Legend of Mana (PlayStation) review

"I guess the problem is that a lot of the time, it's hard (very hard in some parts) to navigate through dungeons and towns, because it's hard to tell what's what. I'm used to games where the environment is 3D, and you can rotate the camera angle to see things more clearly...None of that here!"

Back in the good old SNES days, there was a classic game called Secret of Mana. It was a fantastic game with a solid battle system, a unique multi-player feature, and a pretty good storyline. Then there was a ''sequel'' made about 5 years later. I loved the first Secret of Mana, and was hungry for a sequel. When I heard about it, I was overjoyed! I was a little disappointed though...

I believe that the storyline is the very best part of an RPG. And I thought that Secret of Mana's was very well done, but, Legend's was, well... rather non-existent. The game really isn't story-driven, at all. If the only real thing you're looking for in an RPG is a killer story (which you shouldn't be), then just look past Legend of Mana. The game is driven by 69 (that's right, 69) mini-adventures/quests/side-quests. Although a fair amount of these side-quests are optional, if you complete them all (which I haven't done), you get to meet new characters, get new items, etc...

The main problem I had with Legend of Mana was the way it really didn't even have one big storyline, but, it did have it's redeeming qualities. First of all, I thought the battle system was pretty cool.

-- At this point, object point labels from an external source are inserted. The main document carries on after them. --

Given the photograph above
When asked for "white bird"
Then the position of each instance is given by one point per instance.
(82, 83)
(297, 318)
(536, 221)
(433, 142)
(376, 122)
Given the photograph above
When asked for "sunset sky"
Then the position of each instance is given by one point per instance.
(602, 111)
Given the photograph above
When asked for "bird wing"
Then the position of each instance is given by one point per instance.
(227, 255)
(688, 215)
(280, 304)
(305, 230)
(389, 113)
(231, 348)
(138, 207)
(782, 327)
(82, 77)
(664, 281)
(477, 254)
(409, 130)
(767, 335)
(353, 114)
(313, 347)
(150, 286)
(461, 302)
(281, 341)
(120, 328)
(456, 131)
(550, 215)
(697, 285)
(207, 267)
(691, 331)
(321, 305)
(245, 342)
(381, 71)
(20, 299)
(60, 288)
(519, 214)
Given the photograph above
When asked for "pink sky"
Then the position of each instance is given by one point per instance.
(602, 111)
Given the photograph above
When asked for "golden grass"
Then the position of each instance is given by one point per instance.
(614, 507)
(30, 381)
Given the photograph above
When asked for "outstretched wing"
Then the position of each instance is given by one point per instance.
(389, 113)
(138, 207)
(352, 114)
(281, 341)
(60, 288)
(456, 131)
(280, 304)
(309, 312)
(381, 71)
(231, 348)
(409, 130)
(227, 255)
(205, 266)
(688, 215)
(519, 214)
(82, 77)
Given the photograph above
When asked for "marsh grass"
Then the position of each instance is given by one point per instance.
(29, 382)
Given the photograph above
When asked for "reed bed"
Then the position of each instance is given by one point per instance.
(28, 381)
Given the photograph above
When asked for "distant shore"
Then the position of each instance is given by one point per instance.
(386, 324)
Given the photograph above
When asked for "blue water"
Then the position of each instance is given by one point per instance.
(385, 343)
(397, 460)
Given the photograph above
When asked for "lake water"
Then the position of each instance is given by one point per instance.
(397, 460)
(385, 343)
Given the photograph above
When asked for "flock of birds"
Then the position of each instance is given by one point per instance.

Only two people are allowed in your party (which is sort of a letdown), and you only control one of them. You can move your character around, and it isn't in any way turn-based, which is really pretty cool, from my point of view, because I'm getting rather tired of the regular turn-based RPG battle system. Different attacks are assigned to different buttons. You can do mini-combos, and special moves, and magic. You can also jump. Items aren't really something you use much of in this game. But overall, I liked the battle system quite a bit, not as much as I liked Secret of Mana's, I don't think, but I liked it nonetheless.

Another unique, and what I thought was cool part of the game is the Land Creation System. You create all the towns and dungeons in this game (to some extent, although all you're really doing is picking where they'll be built.) You use magical artifacts to choose where everything goes, which you obtain on your journey. Most locations have a few different side-quests you can complete inside of them. I guess that Square likes to think of this ''Land Creation System'' as a customizable world, although it is far from being that. It's still cool to be able to create your world, rather than it just being there.

Moving on... The next thing that I liked about the game was the sound. The main theme song that you hear in the intro really is great! As is most of the other music in the game. Pure Square goodness here. No real problems that I could see.

And the last good thing is the graphics! Totally hand-drawn 2D storybook like backdrops, with some detailed, cool looking sprites! Unique character design, and a wonderfully animated world! It looks almost like a cartoon. I truly thought the graphics were wonderful, and found only one real problem with them. I guess the problem is that a lot of the time, it's hard (very hard in some parts) to navigate through dungeons and towns, because it's hard to tell what's what. I'm used to games where the environment is 3D, and you can rotate the camera angle to see things more clearly...None of that here! But I guess that the amazing hand-drawn graphics kind of make up for that. All in all, the graphics are a definite plus.

The only real problem I saw with this ''sequel'' is that it had no storyline. I guess that Square was going for a new approach, and I respect them for that. Although the storyline thing really did turn me off in some parts, and even made me wonder ''Why'm I playing this game?'' I think it's still a very pleasurable and fun-filled game, but a storyline would have helped! I totally respect Square's trying something new, though! A good game, for people who think RPG-ing isn't all about the storyline, and more about the gameplay.